With time, the home's water heater will require maintenance. You may start to observe puddles forming under the heater, or cold showers, etc. that are indications it needs repairing. Even if you are not noticing any of these problems but the water heater is approaching the end of its average lifespan, it is a good idea to ask yourself whether the cost of maintaining it is worth the money.
As well as the age of the water heater, another thing to check is whether it still has its warranty. If it does, check that it will cover the labor costs as well as replacement parts. Very often the warranty does not cover the labor which could turn out to be pretty expensive. For example, one part of the water heater that commonly has to be replaced is the sacrificial anode. This can be a difficult job to do and, if it is not done right, can damage the unit very easily. Replacing this anode could also void out the warranty. So, if the anode needs to be replaced in an old water heater, you may want to consider whether it is worth it, or if it is better just to replace the heater altogether.

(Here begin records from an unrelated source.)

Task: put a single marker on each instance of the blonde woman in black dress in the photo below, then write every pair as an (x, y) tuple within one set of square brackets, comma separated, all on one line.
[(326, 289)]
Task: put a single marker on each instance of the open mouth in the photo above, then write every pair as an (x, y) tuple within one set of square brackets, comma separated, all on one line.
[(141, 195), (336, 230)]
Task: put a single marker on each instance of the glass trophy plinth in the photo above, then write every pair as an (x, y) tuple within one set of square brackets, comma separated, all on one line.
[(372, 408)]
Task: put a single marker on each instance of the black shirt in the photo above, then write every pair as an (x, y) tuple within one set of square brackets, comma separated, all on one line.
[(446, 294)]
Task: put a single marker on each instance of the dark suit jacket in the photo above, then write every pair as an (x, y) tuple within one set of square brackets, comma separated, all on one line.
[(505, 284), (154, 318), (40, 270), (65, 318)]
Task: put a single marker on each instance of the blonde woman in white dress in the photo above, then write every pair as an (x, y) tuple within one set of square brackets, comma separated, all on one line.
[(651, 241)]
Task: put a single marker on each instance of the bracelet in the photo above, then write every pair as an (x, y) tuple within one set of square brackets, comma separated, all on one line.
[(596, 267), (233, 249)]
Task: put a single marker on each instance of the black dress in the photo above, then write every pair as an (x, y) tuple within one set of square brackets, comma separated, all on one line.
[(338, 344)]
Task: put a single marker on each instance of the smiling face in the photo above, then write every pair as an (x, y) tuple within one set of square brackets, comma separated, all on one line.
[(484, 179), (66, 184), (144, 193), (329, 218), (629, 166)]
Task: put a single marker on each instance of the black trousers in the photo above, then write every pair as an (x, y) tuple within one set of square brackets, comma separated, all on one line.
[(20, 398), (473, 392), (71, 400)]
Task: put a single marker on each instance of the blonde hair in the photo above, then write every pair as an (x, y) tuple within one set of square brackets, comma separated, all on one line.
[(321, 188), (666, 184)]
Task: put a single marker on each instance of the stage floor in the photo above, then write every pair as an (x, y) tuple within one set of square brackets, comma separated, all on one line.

To help you determine whether it's best to repair or replace your water heater, look at the amount you spend each year on average to maintain it. If the amount is more than 10 percent of what it would cost to buy and install a new one, then it might be better to replace it.
If you are still unsure about the right action to take, what not have the water heater inspected? This way you can find out the existing water heater's condition and have a better idea of whether it should be replaced or not.